I brought this salad to our Nutrition Challenge potluck over the weekend. It is a really simple, hearty side that can be served warm or cold.
Even without the salad and dressing, this roasted cauliflower is incredibly delicious and is a Sunday night regular in our house, accompanying nice piece of Crispy Skin Salmon.
The tahini dressing is so easy to make, and would also be great drizzled over meat, eggs, fish or roasted vegetables. Fresh herbs would be a great addition to amp up the flavor even more. I will be topping my omelettes with it this week!
Ingredients
1 head cauliflower, chopped
1 large red onion, halved and sliced
4 cloves garlic, chopped
1 tbsp cumin
1 tsp red pepper flakes
2 tbsp olive oil
Salt and pepper, to season
1 large bunch kale, stems removed and chopped
1/3 cup raisins
1/3 cup almonds, chopped
Dressing:
1/3 cup tahini
3 tbsp olive oil
1 large clove garlic
¼ cup lemon juice
2/3 cup water, plus extra
Salt and pepper, to season
Method
- Preheat oven to 375 degrees.
- Lay cauliflower, onions and garlic on a large baking tray. Do not overcrowd. Sprinkle with cumin and red pepper flakes. Season with salt and pepper. Drizzle with olive oil.
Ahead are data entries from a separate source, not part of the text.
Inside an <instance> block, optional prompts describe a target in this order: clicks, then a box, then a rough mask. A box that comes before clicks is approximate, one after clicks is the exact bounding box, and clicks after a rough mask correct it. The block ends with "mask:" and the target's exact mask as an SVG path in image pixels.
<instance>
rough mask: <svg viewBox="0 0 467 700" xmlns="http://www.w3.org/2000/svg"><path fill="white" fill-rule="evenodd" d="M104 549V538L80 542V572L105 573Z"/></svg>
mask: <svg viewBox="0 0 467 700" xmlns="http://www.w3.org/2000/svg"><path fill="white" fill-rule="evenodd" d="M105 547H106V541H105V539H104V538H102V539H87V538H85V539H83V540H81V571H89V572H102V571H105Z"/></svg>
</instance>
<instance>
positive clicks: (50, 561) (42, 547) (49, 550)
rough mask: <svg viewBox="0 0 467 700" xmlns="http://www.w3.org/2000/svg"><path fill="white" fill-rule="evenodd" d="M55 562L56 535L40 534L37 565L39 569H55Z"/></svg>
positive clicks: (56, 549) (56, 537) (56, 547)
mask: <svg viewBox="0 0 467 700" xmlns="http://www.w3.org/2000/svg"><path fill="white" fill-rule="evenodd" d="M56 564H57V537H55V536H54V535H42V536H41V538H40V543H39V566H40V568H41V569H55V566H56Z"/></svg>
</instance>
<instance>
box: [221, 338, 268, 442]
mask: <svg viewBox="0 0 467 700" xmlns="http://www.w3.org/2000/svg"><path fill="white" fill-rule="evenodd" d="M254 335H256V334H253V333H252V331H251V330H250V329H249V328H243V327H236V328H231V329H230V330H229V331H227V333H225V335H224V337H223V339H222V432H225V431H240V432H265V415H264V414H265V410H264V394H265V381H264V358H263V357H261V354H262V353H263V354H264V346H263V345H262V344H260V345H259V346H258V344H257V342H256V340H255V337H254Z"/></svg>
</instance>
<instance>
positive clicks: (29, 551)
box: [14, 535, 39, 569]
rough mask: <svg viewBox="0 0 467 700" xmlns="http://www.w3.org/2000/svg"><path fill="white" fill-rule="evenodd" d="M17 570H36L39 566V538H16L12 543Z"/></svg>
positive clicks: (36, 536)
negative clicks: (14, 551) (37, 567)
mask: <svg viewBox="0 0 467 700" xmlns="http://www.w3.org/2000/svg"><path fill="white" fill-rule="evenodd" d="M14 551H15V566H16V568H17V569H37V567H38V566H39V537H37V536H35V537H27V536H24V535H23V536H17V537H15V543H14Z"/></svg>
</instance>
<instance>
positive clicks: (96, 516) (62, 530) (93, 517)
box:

- Roast for 30-45 minutes until tender, crispy and caramelized. Turn veggies every 15 mins so they cook evenly. I like to finish with a few minutes under the broiler to really crisp them up.
- In a food processor or blender, add tahini, olive oil, garlic, lemon juice and 2/3 cup water. Process until smooth. Add extra water, a little at a time, until desired consistency. Season with salt and pepper to taste.
- Place kale in a large bowl. Top with warm or cooled cauliflower, raisins and almonds. Drizzle with tahini dressing and toss to combine.